General Math Applications

Welcome to the General_Math_Applications repository! This space is designed to offer users a detailed look into a variety of mathematical methodologies, paired with their practical Python implementations. With modules ranging from Convex Optimization to Wavelets, the repository stands as a resource-rich platform for those interested in the crossroads of mathematics and computational applications.

Contents:

• Convex Optimization: This module employs the CVXPY Python package for optimization tasks, covering linear and quadratic programming. The project showcases CVXPY's capability to address challenges, such as optimizing dietary choices based on constraints.

• Differentiation: Focusing on the variations of functions using derivatives, this module provides insights into symbolic derivatives and numerical approximations. Supported by tools like numpy, sympy, and matplotlib, it demonstrates the implementation and visualization of differentiation techniques.

• Fourier Transform: This project delves into the Fourier transform, emphasizing its role in signal decomposition. With a focus on sound waves, it introduces the PeriodicSampling and SoundWave classes, aiding in the application and visualization of Fourier transformations.

• Gaussian Quadrature: An in-depth look at the Gaussian Quadrature method for approximating definite integrals, this module uses orthogonal polynomials, such as Legendre and Chebyshev. By harnessing the Jacobi Matrix, it provides a comparison of the precision of Gaussian Quadrature with actual integral values.

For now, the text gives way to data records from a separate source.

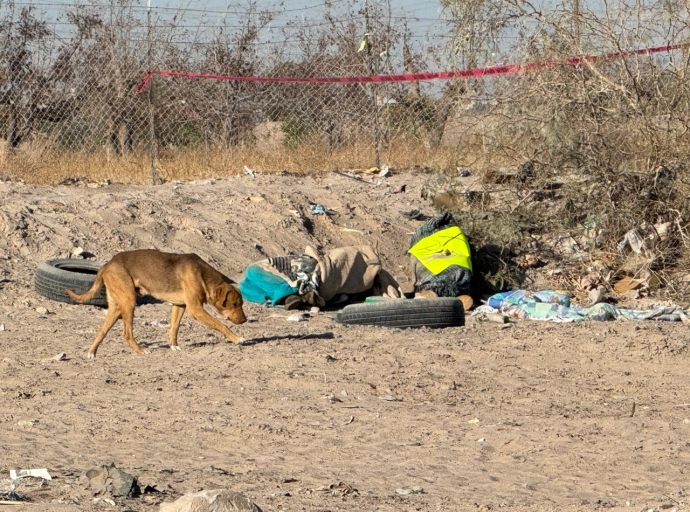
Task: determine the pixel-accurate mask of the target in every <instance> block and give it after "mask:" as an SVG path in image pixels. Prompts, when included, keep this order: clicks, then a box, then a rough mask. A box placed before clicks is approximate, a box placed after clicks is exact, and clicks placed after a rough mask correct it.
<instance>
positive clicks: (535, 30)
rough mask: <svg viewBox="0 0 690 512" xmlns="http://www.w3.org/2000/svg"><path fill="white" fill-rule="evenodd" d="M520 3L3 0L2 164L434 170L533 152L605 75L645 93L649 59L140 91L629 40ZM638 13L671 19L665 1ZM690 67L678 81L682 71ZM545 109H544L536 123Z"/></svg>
mask: <svg viewBox="0 0 690 512" xmlns="http://www.w3.org/2000/svg"><path fill="white" fill-rule="evenodd" d="M658 8H659V9H660V8H661V7H658ZM524 9H525V8H524V7H520V4H518V3H516V4H513V3H511V2H500V1H492V2H489V1H481V0H472V1H468V2H459V1H454V0H443V1H441V2H440V7H439V5H437V4H436V2H432V1H430V0H423V1H422V2H418V3H416V4H414V6H412V7H408V8H407V9H406V10H405V9H403V10H395V9H394V8H392V7H390V4H385V3H383V2H374V1H372V2H366V1H363V2H357V1H348V0H341V1H335V2H323V3H318V2H317V3H315V4H314V5H303V6H302V5H300V6H297V7H294V6H293V7H286V6H283V7H279V8H273V9H262V8H259V7H258V6H257V5H256V4H254V3H248V4H246V5H245V6H243V7H232V8H230V7H228V8H225V9H216V10H214V9H212V8H208V7H206V8H194V9H174V8H166V7H154V8H153V9H147V8H146V6H144V5H142V4H139V3H137V2H136V1H131V0H123V1H119V2H114V1H113V2H103V3H91V4H84V3H77V4H72V5H67V4H60V3H40V2H29V3H23V2H9V3H2V4H0V41H1V45H0V136H1V137H2V139H1V144H2V145H3V146H4V147H3V148H2V154H3V155H4V156H3V160H2V161H3V162H4V166H5V169H6V170H7V171H9V172H10V173H12V172H13V171H16V170H17V169H21V170H23V172H25V173H29V174H30V173H32V172H35V173H40V172H43V173H45V172H46V169H47V168H48V167H49V166H59V165H62V166H66V167H67V168H68V170H67V171H65V170H64V169H63V170H61V171H60V172H62V173H63V174H64V172H77V171H75V170H74V169H77V168H78V166H77V163H76V162H86V163H85V164H83V165H92V166H93V165H100V164H99V162H101V163H103V162H105V164H110V163H112V162H124V163H125V164H126V163H128V162H129V163H130V164H132V165H134V166H136V167H138V168H141V169H145V168H146V167H147V165H149V164H150V165H151V167H152V168H153V169H157V170H158V171H160V172H162V173H163V174H165V173H166V172H167V171H166V169H167V170H169V169H170V168H171V167H172V166H175V165H178V166H179V165H183V164H182V163H179V162H184V164H185V165H189V164H190V162H196V163H197V164H198V165H204V166H206V167H208V168H210V169H212V170H213V169H215V170H218V169H221V168H224V167H225V166H228V165H234V166H235V167H236V166H237V163H232V162H230V160H231V159H236V157H237V154H238V152H240V153H242V154H243V155H245V156H247V155H249V156H251V158H250V157H249V156H247V159H246V160H245V162H259V163H260V164H261V163H263V164H264V165H266V166H273V167H280V166H281V165H282V166H285V167H290V166H292V167H299V166H300V165H303V166H308V167H312V168H313V167H317V168H318V167H322V168H323V167H328V166H330V167H348V166H353V167H356V166H369V165H372V164H374V163H376V164H379V163H398V164H404V165H429V164H430V163H432V162H433V161H434V159H435V155H436V154H438V153H440V152H442V151H443V150H445V149H444V148H449V147H450V148H454V149H457V148H458V147H463V149H467V148H472V149H473V150H475V153H476V154H479V155H481V154H482V153H484V154H485V153H487V152H488V151H491V152H492V153H494V154H500V155H504V156H506V159H509V158H514V157H515V155H519V156H520V158H523V159H524V158H525V155H526V148H528V147H529V146H530V145H532V146H534V145H535V140H536V139H537V138H539V135H538V132H539V130H542V131H543V126H542V127H541V128H540V124H541V125H544V124H547V125H548V124H553V122H552V121H553V119H551V120H550V119H549V118H548V115H549V114H548V112H549V110H550V109H552V108H553V106H554V105H555V104H556V103H557V104H556V106H557V107H558V108H559V109H561V107H564V105H568V104H569V103H568V101H579V100H578V96H579V97H582V95H583V94H584V95H585V96H587V95H591V94H593V92H592V91H595V92H596V88H597V87H599V88H600V89H601V87H602V84H603V87H605V88H606V89H607V93H608V91H614V92H615V90H616V86H615V82H616V81H618V82H619V83H621V81H622V80H627V81H628V82H632V83H625V84H624V87H625V88H627V87H632V88H634V87H636V84H635V83H634V82H635V77H634V76H630V74H631V73H635V72H639V71H640V70H641V69H642V65H640V64H638V65H637V66H636V67H635V69H630V68H628V69H627V70H626V69H621V68H615V67H610V68H608V69H604V70H602V71H600V75H596V74H595V75H594V76H595V78H597V79H598V83H597V84H594V86H592V87H590V88H587V87H589V86H588V85H587V84H585V85H584V86H583V87H584V89H582V88H581V89H579V90H578V89H577V87H574V88H571V89H569V90H567V91H566V92H555V91H557V90H558V87H559V86H560V82H559V81H560V80H567V81H569V83H574V84H578V83H579V82H578V81H582V80H583V78H582V77H583V76H585V74H586V70H585V71H579V72H578V73H579V74H578V73H574V74H573V73H570V74H569V75H568V74H567V73H561V74H558V73H559V72H558V71H549V72H547V73H544V74H543V76H541V77H540V78H538V79H530V78H528V77H525V76H521V75H516V76H512V77H503V78H494V79H492V81H480V80H467V81H462V82H461V81H446V82H436V83H419V82H412V83H406V82H402V83H377V84H361V83H354V84H275V83H261V82H239V81H227V80H207V79H193V78H191V79H190V78H172V77H162V76H157V75H156V76H153V78H152V80H151V81H150V82H149V83H148V84H147V86H146V88H144V90H143V91H142V93H141V94H136V89H137V86H138V84H139V83H140V82H141V80H142V79H144V77H145V76H146V75H147V72H148V71H149V70H175V71H184V72H188V73H199V74H216V75H230V76H265V77H301V78H309V77H341V76H362V75H377V74H394V73H411V72H419V71H428V70H442V69H462V68H467V67H476V66H487V65H495V64H498V63H505V62H520V61H529V60H539V59H542V60H543V59H546V58H552V57H554V56H568V55H572V54H574V53H582V52H583V51H584V50H587V49H588V48H591V49H593V50H596V52H597V53H600V52H602V51H607V50H618V49H620V44H621V41H620V38H613V39H611V40H602V38H601V36H597V34H601V33H603V32H604V31H603V30H601V27H600V26H599V25H597V24H598V23H599V21H598V20H600V19H601V16H599V13H597V12H595V11H594V10H591V11H586V10H583V11H582V12H579V13H578V16H579V17H580V18H579V19H578V20H576V27H575V28H577V30H576V31H574V30H572V29H573V21H572V20H571V19H570V18H568V17H567V16H565V15H566V14H567V13H565V14H564V13H562V12H558V11H557V10H556V11H554V14H553V16H552V17H550V18H544V16H543V15H542V14H541V13H531V14H530V13H525V12H524ZM649 9H652V8H651V7H650V8H649ZM608 14H609V16H608V18H607V20H608V23H609V24H613V26H611V25H610V26H609V27H608V28H610V29H612V30H613V29H615V30H618V32H620V33H621V34H624V35H629V33H628V32H626V30H627V28H626V27H627V25H626V23H628V21H629V20H630V19H632V20H637V21H638V24H639V19H640V18H641V13H640V11H639V8H638V11H637V12H632V11H631V13H629V14H626V13H625V10H620V11H616V12H613V13H611V12H609V13H608ZM642 14H645V15H647V19H650V20H652V19H657V18H654V16H655V15H656V14H655V12H654V11H653V10H648V11H644V12H643V13H642ZM657 14H658V13H657ZM614 15H617V16H618V18H616V16H614ZM540 16H541V17H540ZM564 16H565V17H564ZM619 18H620V21H616V20H618V19H619ZM658 19H659V20H661V18H658ZM540 20H541V21H540ZM544 20H545V21H544ZM612 20H613V21H612ZM626 20H628V21H626ZM669 20H670V18H669V17H666V18H664V19H663V22H659V23H658V24H656V25H655V24H652V23H650V24H649V26H647V27H645V32H644V33H642V31H641V30H640V29H639V27H638V28H637V29H636V30H637V32H635V33H634V35H635V38H633V39H630V40H628V41H625V42H626V43H629V44H631V45H634V44H635V43H636V42H638V41H643V40H644V41H647V42H648V41H655V38H658V37H662V36H663V37H666V38H667V39H668V37H667V36H668V35H669V34H672V35H673V36H674V38H676V39H682V38H683V37H685V38H686V37H687V32H688V26H690V25H689V24H688V16H687V14H683V13H680V14H679V13H676V14H675V18H673V20H671V21H669ZM616 24H617V25H616ZM573 33H576V34H577V38H576V39H577V40H574V39H573ZM588 34H589V36H588ZM588 45H589V46H588ZM676 69H678V68H676ZM549 73H551V74H550V75H549ZM583 73H584V74H583ZM626 73H627V75H628V76H627V77H626ZM669 76H670V75H669ZM683 76H684V75H681V74H678V75H677V76H676V77H675V80H677V81H678V82H679V83H683V78H682V77H683ZM607 80H608V82H607ZM583 83H584V82H583ZM685 83H687V82H685ZM681 89H682V95H681V96H682V98H681V99H682V101H687V86H685V87H684V88H681ZM583 91H584V92H583ZM625 94H627V93H625ZM625 94H623V96H625ZM659 94H660V95H661V96H664V97H665V96H667V95H666V93H659ZM549 101H551V103H549ZM602 101H604V100H602ZM682 101H681V103H682ZM683 105H684V104H683ZM538 108H542V110H541V111H540V112H539V116H541V117H540V118H539V119H536V117H533V118H532V119H528V118H529V117H530V116H529V115H527V114H528V113H530V112H533V113H536V112H537V109H538ZM561 110H565V111H567V109H561ZM684 119H685V120H687V116H686V117H685V118H684ZM685 122H686V121H685ZM549 143H550V142H549V140H546V138H544V140H541V141H539V144H541V145H542V146H548V144H549ZM487 148H489V149H487ZM547 149H548V148H547ZM176 160H177V161H178V163H174V162H175V161H176ZM298 160H302V163H301V164H300V162H299V161H298ZM245 162H242V163H245ZM105 164H103V165H105ZM82 167H83V166H82ZM69 169H72V170H69ZM48 172H49V170H48ZM103 172H104V174H107V173H108V172H110V173H112V172H114V171H113V170H112V168H110V170H106V171H103Z"/></svg>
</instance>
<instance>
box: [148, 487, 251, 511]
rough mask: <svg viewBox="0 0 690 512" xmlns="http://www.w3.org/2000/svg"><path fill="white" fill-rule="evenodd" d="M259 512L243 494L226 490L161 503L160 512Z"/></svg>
mask: <svg viewBox="0 0 690 512" xmlns="http://www.w3.org/2000/svg"><path fill="white" fill-rule="evenodd" d="M211 511H213V512H261V509H260V508H259V507H258V506H257V505H256V504H255V503H253V502H252V501H251V500H250V499H249V498H247V497H246V496H245V495H244V494H241V493H239V492H235V491H229V490H226V489H216V490H209V491H201V492H197V493H195V494H187V495H185V496H182V497H181V498H180V499H178V500H177V501H174V502H172V503H161V508H160V512H211Z"/></svg>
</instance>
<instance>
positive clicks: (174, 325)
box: [170, 304, 185, 350]
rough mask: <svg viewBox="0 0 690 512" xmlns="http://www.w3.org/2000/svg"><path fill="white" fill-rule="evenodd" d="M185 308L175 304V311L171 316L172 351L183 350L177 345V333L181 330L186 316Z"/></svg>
mask: <svg viewBox="0 0 690 512" xmlns="http://www.w3.org/2000/svg"><path fill="white" fill-rule="evenodd" d="M184 310H185V306H178V305H175V304H173V310H172V313H171V314H170V348H171V349H172V350H182V349H181V348H180V347H179V346H178V345H177V332H178V331H179V330H180V321H181V320H182V315H184Z"/></svg>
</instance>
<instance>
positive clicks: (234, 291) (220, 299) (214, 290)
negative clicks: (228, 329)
mask: <svg viewBox="0 0 690 512" xmlns="http://www.w3.org/2000/svg"><path fill="white" fill-rule="evenodd" d="M214 292H215V297H214V300H213V305H214V306H215V308H216V309H217V310H218V312H219V313H220V314H221V315H223V316H224V317H225V318H227V319H228V320H230V321H231V322H232V323H233V324H243V323H244V322H246V321H247V317H246V316H244V310H243V309H242V304H243V301H242V294H241V293H240V291H239V290H238V289H237V288H236V287H235V286H234V283H232V282H229V283H227V282H226V283H223V284H220V285H218V286H217V287H216V289H215V290H214Z"/></svg>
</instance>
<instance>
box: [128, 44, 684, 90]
mask: <svg viewBox="0 0 690 512" xmlns="http://www.w3.org/2000/svg"><path fill="white" fill-rule="evenodd" d="M688 47H690V43H685V44H675V45H665V46H656V47H652V48H643V49H641V50H629V51H625V52H615V53H607V54H604V55H581V56H577V57H570V58H569V59H567V60H564V61H544V62H530V63H526V64H506V65H502V66H490V67H486V68H474V69H463V70H458V71H436V72H427V73H403V74H401V75H372V76H334V77H317V78H296V77H295V78H290V77H267V76H229V75H205V74H197V73H182V72H180V71H149V72H148V73H147V74H146V77H145V78H144V79H143V80H142V81H141V83H140V84H139V86H138V87H137V90H136V94H139V93H141V91H143V90H144V87H146V84H148V83H149V81H150V80H151V77H152V76H153V75H161V76H171V77H177V78H210V79H213V80H229V81H233V82H264V83H289V84H361V83H385V82H421V81H426V80H450V79H468V78H481V77H485V76H495V75H512V74H516V73H523V72H531V71H537V70H540V69H551V68H555V67H558V66H575V65H577V64H581V63H584V62H597V61H599V60H612V59H619V58H624V57H632V56H635V55H647V54H652V53H660V52H666V51H668V52H670V51H673V50H680V49H682V48H688Z"/></svg>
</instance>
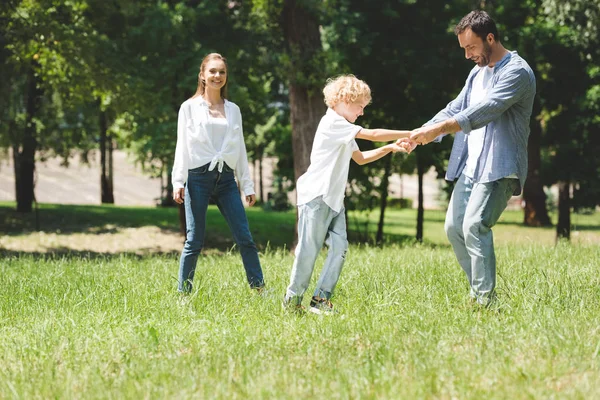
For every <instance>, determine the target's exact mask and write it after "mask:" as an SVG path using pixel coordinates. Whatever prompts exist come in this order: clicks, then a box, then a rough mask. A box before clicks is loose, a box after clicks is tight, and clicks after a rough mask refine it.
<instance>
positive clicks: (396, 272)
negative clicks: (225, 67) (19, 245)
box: [0, 205, 600, 399]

• Monte Carlo Integration: Adopting the Monte Carlo methods, this module is designed to estimate multi-dimensional integrals where traditional techniques fall short. The module covers areas such as volume estimation of n-dimensional unit balls and emphasizes the adaptability of Monte Carlo methods in high-dimensional integration tasks.

• Polynomial Interpolation: Exploring numerical analysis, this project centers on the Lagrange and Barycentric interpolation methods. Highlighting the construction of the Lagrange interpolating polynomial and the efficiency of the Barycentric method, the module also demonstrates real-world applications, such as air quality data interpolation.

• Wavelets: Presented within a Jupyter Notebook, this module offers an exploration of wavelets for signal and image analysis. With classes like "WaveletTransform", "Signal", and "Image", the project details applications in signal denoising and image compression, ensuring user-friendly interaction with the content.

I invite users to dive into each module and benefit from the blend of mathematical concepts and their corresponding computational applications.